Weight-aware Tasks for Evaluating Knowledge Graph Embeddings

Tracking #: 3522-4736

Authors: 
Weikun Kong
Xin Liu
Teeradaj Racharak
Guanqun Sun
Qiang Ma
Le-Minh Nguyen

Responsible editor: 
Claudia d'Amato

Submission type: 
Full Paper
Abstract: 
Knowledge graph embeddings, representing entities and relations using vectors or matrices, widely participate in solving various problems together with deep learning, such as natural language understanding and named entity recognition. The quality of knowledge graph embeddings highly affects the performance of the models on many knowledge-involved tasks. Link prediction (LP) and triple classification (TC) are widely adopted to evaluate the performance of knowledge graph embeddings. Link prediction is to predict the missing entity that completes a triple, which represents a fact in knowledge graphs, while triple classification is to determine whether the unknown triple is true or not. Both link prediction and triple classification can intuitively reflect the performance of the knowledge graph embedding model; however, it treats every triple equally, which is not capable of evaluating the performance of the embedding models on knowledge graphs that offer the weight information on the triples. As a consequence, this paper originally introduces two weight-aware extended tasks for LP and TC, called weight-aware link prediction (WaLP) and weight-aware triple classification (WaTC), respectively, aiming to better evaluate the performance of the embedding models on weighed knowledge graphs. WaLP and WaTC emphasize the ability of the embeddings to predict and classify triples with high weights, respectively. Lastly, we respond to the newly introduced tasks by proposing a general method WaExt to extend existing knowledge graph embedding models to weight-aware extensions.
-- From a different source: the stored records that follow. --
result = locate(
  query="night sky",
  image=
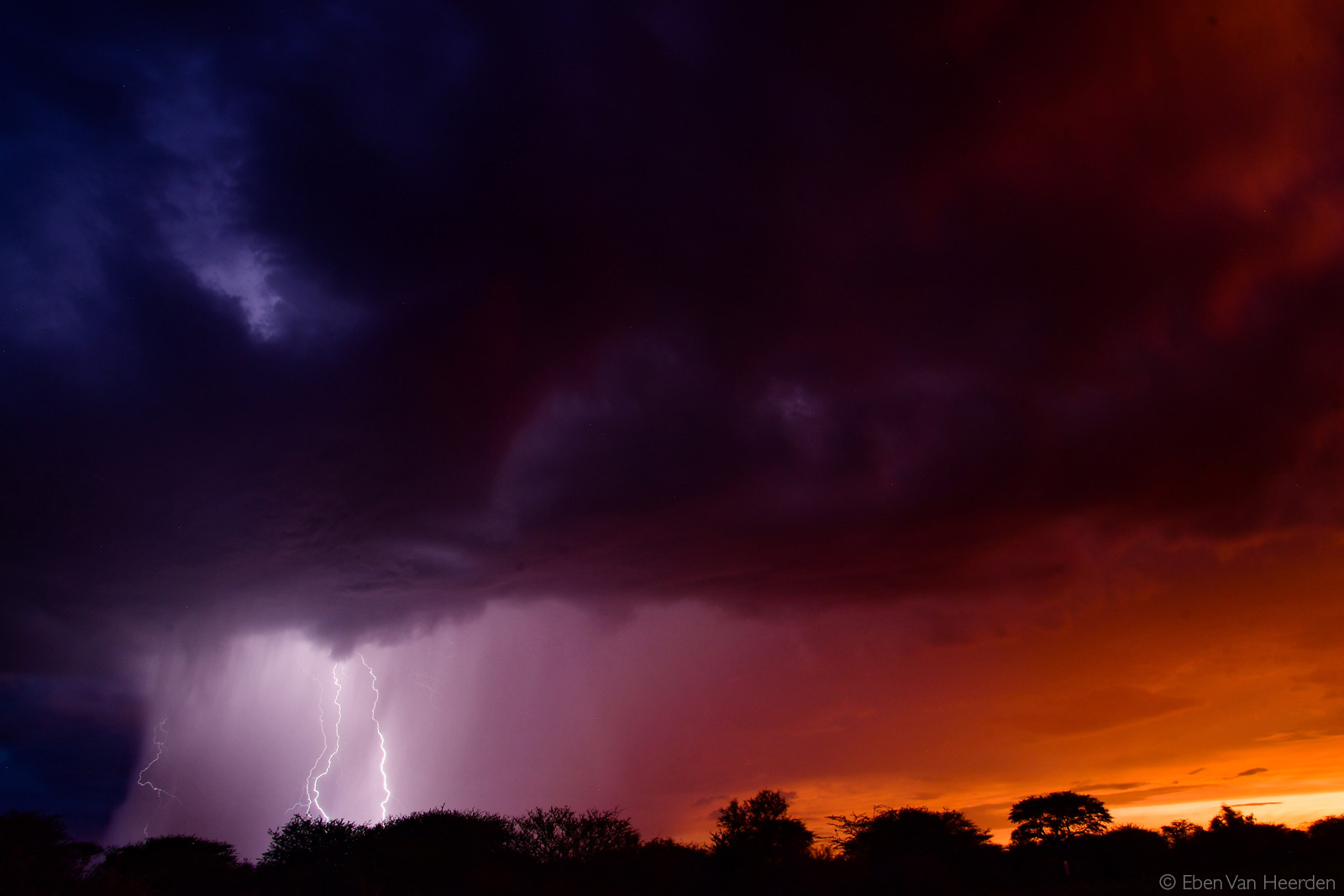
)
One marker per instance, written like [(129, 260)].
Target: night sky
[(885, 403)]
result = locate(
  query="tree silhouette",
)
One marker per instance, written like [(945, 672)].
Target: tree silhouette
[(911, 831), (559, 833), (1057, 817), (312, 842), (1180, 832), (761, 829), (38, 856), (429, 851), (175, 864), (1328, 837)]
We test WaExt on four knowledge graph embedding models, achieving competitive performance than the baselines. The code is available at: https://github.com/Diison/WaExt.
Full PDF Version: 
Tags: 
Reviewed

Decision/Status: 
Reject (Two Strikes)

Solicited Reviews:
Click to Expand/Collapse
Review #1
By Erik B. Myklebust submitted on 27/Sep/2023
Suggestion:
Minor Revision
Review Comment:

This manuscript was submitted as 'full paper' and should be reviewed along the usual dimensions for research contributions which include (1) originality, (2) significance of the results, and (3) quality of writing. Please also assess the data file provided by the authors under “Long-term stable URL for resources”. In particular, assess (A) whether the data file is well organized and in particular contains a README file which makes it easy for you to assess the data, (B) whether the provided resources appear to be complete for replication of experiments, and if not, why, (C) whether the chosen repository, if it is not GitHub, Figshare or Zenodo, is appropriate for long-term repository discoverability, and (4) whether the provided data artifacts are complete. Please refer to the reviewer instructions and the FAQ for further information.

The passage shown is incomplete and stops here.